Naseem Muhammad, Ullah Safi, Alizai Qaidar, Motie Ali
Neuro-Rehab, Somerset NHS Foundation Trust, Taunton, GBR.
General Medicine, eSHIFA, Shifa Integrated Healthcare Technologies (Private) Limited, Islamabad, PAK.
Cureus. 2024 Jun 28;16(6):e63411. doi: 10.7759/cureus.63411. eCollection 2024 Jun.

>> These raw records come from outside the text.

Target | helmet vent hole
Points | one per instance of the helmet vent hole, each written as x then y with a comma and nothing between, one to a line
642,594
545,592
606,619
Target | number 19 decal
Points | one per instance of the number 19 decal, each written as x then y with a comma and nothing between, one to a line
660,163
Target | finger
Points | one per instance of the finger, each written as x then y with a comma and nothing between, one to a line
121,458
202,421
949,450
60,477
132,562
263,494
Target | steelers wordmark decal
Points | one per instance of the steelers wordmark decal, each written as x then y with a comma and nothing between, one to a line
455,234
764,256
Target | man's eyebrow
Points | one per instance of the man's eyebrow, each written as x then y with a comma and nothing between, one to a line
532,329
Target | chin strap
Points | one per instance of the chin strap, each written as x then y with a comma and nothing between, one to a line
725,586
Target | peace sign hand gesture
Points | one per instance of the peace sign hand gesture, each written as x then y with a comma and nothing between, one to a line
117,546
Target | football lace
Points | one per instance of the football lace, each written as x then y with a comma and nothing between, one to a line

This case report details the case of a 70-year-old man with Marfan syndrome and hypertension who developed neutropenia after an eight-week course of ceftriaxone, used to treat a brain abscess. Initially presenting with tonic-clonic seizures and headaches, his condition was managed with ceftriaxone and metronidazole. The subsequent drop in neutrophil counts from 7.54 × 10^9/L to 0.87 × 10^9/L leads to the discontinuation of ceftriaxone and the administration of granulocyte-colony stimulating factor (G-CSF), which effectively restored the neutrophil levels. This case highlights that clinicians should be aware of ceftriaxone-induced neutropenia as a potential complication, especially in patients undergoing prolonged therapy. Regular monitoring and timely management are essential for patient safety and favorable outcomes.
本病例报告详细介绍了一名患有马凡综合征和高血压的70岁男性患者的情况,该患者在使用头孢曲松治疗脑脓肿八周后出现了中性粒细胞减少症。他最初表现为强直阵挛性癫痫发作和头痛,病情通过头孢曲松和甲硝唑进行治疗。随后中性粒细胞计数从7.54×10^9/L降至0.87×10^9/L,导致头孢曲松停药,并给予粒细胞集落刺激因子(G-CSF),这有效地恢复了中性粒细胞水平。该病例强调,临床医生应意识到头孢曲松诱导的中性粒细胞减少症是一种潜在并发症,尤其是在接受长期治疗的患者中。定期监测和及时处理对于患者安全和良好预后至关重要。